Employment-Based Immigration

October 2002
Although big business likes to claim that our present high level of immigration is necessary for its survival and the robustness of our economy, many Americans find the idea that American know-how and ingenuity must be imported from abroad absurd, and a brief look at the facts about what business is actually doing with its part of the immigration system backs them up.

The bulk of immigrants are admitted because they have a relative here—nepotism, in effect. Only a small part of overall annual immigration comes through employment-based admissions (the people admitted as permanent immigrants for business purposes and at business’s demand). In fact, fewer than 13 percent of immigrant admissions in 2000 were in the employment-based category—just 107,024 people.

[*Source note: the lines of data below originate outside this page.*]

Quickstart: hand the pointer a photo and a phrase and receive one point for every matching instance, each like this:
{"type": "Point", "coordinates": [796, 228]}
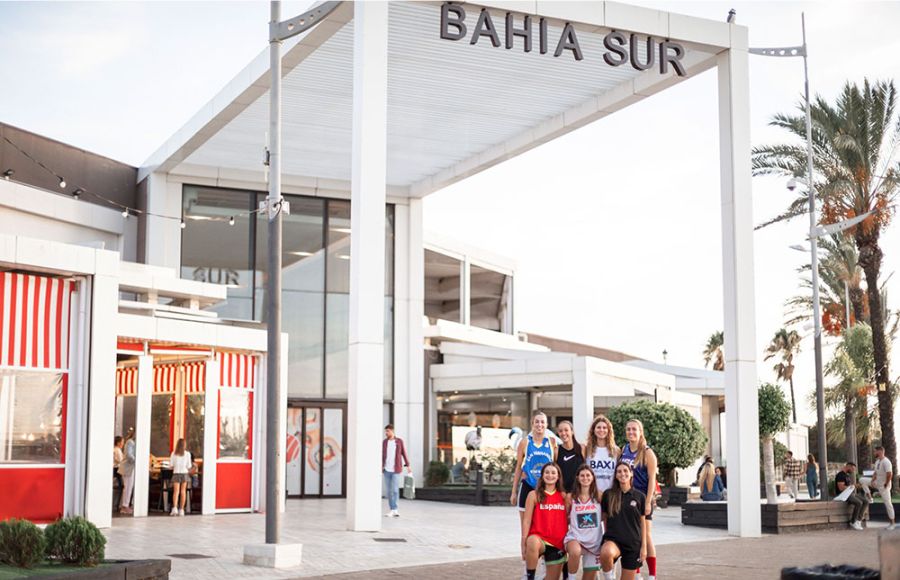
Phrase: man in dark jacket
{"type": "Point", "coordinates": [393, 459]}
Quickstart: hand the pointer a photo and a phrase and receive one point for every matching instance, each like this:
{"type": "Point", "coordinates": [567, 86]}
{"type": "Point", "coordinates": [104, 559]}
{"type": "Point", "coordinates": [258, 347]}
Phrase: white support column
{"type": "Point", "coordinates": [367, 219]}
{"type": "Point", "coordinates": [210, 433]}
{"type": "Point", "coordinates": [744, 517]}
{"type": "Point", "coordinates": [101, 391]}
{"type": "Point", "coordinates": [582, 397]}
{"type": "Point", "coordinates": [142, 435]}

Big business would have the public think that these 107,024 people were indispensable. But to whom did those employment-based admissions really go? A lot of those admissions don’t go to workers at all (employment-based “principals”, as they are called); they go to their children and spouses. Only about half of employment-based visas actually go to principals. That means that only five percent of immigrants admitted every year are employment-based principals.
But if you think that these principals are all scientists and engineers—the kinds of technological specialists that business claims it needs so much—you are wrong. Only 25 percent of the total number of immigrants admitted in 2000 were high-tech professionals (engineers, mathematicians, computer scientists, natural scientists, technologists, or technicians).

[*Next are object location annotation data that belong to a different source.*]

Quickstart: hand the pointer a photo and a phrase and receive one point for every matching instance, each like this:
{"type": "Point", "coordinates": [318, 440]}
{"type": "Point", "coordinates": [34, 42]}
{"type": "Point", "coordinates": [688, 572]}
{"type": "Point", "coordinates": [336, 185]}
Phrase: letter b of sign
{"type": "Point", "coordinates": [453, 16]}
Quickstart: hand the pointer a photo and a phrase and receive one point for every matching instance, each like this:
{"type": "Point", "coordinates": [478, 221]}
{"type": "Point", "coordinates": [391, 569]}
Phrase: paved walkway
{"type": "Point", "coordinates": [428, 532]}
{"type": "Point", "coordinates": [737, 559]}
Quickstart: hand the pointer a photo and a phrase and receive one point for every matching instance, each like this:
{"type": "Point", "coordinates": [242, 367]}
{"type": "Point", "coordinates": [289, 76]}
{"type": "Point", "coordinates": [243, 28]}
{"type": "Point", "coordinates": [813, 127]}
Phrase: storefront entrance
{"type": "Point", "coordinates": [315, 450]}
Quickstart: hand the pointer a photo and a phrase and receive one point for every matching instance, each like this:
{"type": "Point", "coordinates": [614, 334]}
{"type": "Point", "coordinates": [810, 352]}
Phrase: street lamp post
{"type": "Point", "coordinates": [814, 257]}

Since employment-based principals are only six percent of annual immigrant admissions, and since only 25 percent of those principals are in high-tech professions, that means that fewer than two percent of annual immigrant admissions are of employment-based principals in high-tech professions. In 2000, that amounted to a total of 12,561 people.
It seems hard to believe that business couldn’t find—or our educational system produce—enough Americans in those professions if we chose to end our dependence on foreign labor.